A REBOUND in advertisement sales and strong property earnings have helped deliver stellar full-year results for Singapore Press Holdings (SPH).

The media and property group's net profit climbed 18 per cent to $497.9 million for the year ended Aug 31, and both its revenue and operating profit hit new highs.

Revenue rose to a record $1.38 billion, while full-year operating profit topped $539.1 million, also a new peak.

The bumper results mean that SPH shareholders can look forward to a final dividend of 20 cents per share, comprising a normal dividend of nine cents and a special dividend of 11 cents. When SPH's interim dividend paid in May is included, total dividend payout for the full year amounts to 27 cents – two cents more than a year ago.

"Our overall performance this year has been a big improvement over that of the previous year," SPH chairman Tony Tan told reporters at a media briefing yesterday.

Dr Tan put the group's robust gains down to a recovery in SPH's newspaper advertising revenues and the last batch of profits from the company's Sky@eleven condominium development.
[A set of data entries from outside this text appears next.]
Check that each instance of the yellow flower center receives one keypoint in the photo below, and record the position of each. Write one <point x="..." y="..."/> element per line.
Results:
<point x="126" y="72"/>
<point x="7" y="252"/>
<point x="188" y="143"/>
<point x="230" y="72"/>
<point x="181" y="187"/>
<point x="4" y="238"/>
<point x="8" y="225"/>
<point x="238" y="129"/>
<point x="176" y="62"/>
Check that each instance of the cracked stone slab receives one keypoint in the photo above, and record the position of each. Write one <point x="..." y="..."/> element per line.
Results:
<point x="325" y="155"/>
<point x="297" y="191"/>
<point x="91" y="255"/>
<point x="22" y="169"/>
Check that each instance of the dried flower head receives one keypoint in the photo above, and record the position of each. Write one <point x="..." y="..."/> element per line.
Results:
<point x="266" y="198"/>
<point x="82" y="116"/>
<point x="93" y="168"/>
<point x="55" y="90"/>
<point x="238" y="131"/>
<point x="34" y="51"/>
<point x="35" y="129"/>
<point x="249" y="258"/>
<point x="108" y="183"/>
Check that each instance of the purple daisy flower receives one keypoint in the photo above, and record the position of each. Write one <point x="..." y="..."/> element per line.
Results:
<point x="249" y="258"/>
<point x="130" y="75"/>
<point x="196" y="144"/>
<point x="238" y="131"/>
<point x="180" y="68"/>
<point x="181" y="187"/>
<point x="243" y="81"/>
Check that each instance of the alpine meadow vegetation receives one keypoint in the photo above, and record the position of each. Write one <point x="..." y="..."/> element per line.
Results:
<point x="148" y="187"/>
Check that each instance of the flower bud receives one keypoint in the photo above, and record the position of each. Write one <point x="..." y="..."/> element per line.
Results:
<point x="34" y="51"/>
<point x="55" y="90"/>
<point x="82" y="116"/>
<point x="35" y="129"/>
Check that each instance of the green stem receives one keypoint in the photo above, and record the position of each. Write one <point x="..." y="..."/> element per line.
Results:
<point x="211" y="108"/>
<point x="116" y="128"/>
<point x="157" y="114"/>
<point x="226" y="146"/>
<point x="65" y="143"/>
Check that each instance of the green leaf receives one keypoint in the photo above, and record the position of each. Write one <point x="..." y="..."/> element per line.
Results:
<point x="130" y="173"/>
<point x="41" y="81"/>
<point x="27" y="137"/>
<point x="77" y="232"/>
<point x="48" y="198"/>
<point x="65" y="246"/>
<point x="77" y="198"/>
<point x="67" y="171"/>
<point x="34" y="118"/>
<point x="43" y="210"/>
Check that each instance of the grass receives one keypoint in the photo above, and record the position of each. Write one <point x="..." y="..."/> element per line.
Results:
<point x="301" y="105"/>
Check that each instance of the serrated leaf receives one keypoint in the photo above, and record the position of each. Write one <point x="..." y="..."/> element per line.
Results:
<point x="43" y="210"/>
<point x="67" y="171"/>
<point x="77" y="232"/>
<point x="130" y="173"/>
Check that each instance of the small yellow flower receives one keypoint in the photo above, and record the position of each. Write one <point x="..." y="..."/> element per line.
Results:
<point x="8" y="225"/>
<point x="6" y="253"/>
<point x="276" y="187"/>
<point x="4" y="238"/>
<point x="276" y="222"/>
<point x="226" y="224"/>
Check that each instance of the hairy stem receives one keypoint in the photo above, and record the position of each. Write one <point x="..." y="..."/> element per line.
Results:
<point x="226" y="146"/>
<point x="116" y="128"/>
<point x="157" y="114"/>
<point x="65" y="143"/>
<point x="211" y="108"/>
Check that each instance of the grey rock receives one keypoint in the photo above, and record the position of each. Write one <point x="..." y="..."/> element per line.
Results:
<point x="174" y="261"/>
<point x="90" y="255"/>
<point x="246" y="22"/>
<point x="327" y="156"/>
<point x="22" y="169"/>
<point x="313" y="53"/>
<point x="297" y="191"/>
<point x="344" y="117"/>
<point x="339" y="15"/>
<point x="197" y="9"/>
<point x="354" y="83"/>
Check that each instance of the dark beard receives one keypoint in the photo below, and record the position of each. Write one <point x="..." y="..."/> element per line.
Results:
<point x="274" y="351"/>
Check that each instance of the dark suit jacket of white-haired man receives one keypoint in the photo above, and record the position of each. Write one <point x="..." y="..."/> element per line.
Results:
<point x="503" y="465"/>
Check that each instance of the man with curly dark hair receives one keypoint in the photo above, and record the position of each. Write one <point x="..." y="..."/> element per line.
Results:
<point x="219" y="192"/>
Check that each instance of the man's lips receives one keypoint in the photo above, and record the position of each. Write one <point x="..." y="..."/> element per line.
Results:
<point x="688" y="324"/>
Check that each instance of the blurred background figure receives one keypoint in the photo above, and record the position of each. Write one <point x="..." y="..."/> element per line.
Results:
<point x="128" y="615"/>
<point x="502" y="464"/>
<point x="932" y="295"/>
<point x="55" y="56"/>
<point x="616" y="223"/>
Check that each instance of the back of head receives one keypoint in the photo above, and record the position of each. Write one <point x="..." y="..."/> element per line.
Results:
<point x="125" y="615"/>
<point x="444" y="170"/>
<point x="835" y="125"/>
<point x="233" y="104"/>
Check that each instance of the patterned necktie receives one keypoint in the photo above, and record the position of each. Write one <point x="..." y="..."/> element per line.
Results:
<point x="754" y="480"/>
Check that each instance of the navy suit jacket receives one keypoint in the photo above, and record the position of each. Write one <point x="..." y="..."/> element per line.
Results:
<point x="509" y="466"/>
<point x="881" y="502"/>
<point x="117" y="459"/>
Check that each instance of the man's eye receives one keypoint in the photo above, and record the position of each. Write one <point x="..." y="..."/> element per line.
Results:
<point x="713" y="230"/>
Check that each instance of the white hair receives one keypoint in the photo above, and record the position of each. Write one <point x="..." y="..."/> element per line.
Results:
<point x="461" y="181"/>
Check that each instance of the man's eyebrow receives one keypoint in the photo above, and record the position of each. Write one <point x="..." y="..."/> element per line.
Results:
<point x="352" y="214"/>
Print advertisement revenues jumped 13.1 per cent to $733.1 million, more than offsetting the $5.1 million, or 2.4 per cent, slide in circulation revenue.

Total revenues from the newspaper and magazine segment were ahead almost 10 per cent to $974 million – an achievement highlighted by Dr Tan and Mr Patrick Daniel, editor-in-chief for SPH's English and Malay Newspapers Division.

"Fortunately for us, the newspaper business and print business are still alive and well in Singapore, and we're optimistic that this will continue to be so for some years to come. But we must not be complacent and rest on our laurels; we will continue to investigate new business areas," said Dr Tan.

"We are conscious about the changes in the media industry, and that's why... we have invested a lot in the Internet as well as the new media."

Newsprint costs dropped 29 per cent for the full year from a year earlier, but SPH warned that it expected prices to rise this year due to imbalances in supply and demand.

The group's property segment turned in a slightly lower revenue of $356.1 million for the full year, down 2.6 per cent from the previous year due to lower contributions from Sky@eleven, which obtained its temporary occupation permit in May.

But SPH said its rental income rose by 9.2 per cent or $11.3 million, mainly because of its luxury mall Paragon, which received a facelift and gained more retail space during the year.

Clementi Mall, which an SPH-led consortium acquired in November last year, is due to open next year. Its basement and first level are expected to be ready in January, just before Chinese New Year, with the rest of the mall to follow in March.

In response to a question about how the cessation of Sky@eleven's contributions and the addition of Clementi Mall would affect SPH's figures next year, chief executive Alan Chan flagged a number of key differences between the two properties.

Sky@eleven was built on land SPH acquired inexpensively a few decades back, so profits from that development would be "much greater" than those of Clementi Mall, which SPH won in a competitive tender, he said.

And Mr Chan noted that Sky@eleven was a one-off development project where profit was reflected over a period of four years. In contrast, Clementi Mall was expected to earn profits over the lifetime of its 99-year lease.

Looking to the future, Mr Chan said the group's print advertisement revenue was "expected to move in tandem with the performance of the Singapore domestic economy".

Earnings per share increased to 31 cents for the year to Aug 31, from 26 cents for the previous year.

Group net asset value per share climbed to $1.39 as at Aug 31, up from $1.28 a year ago.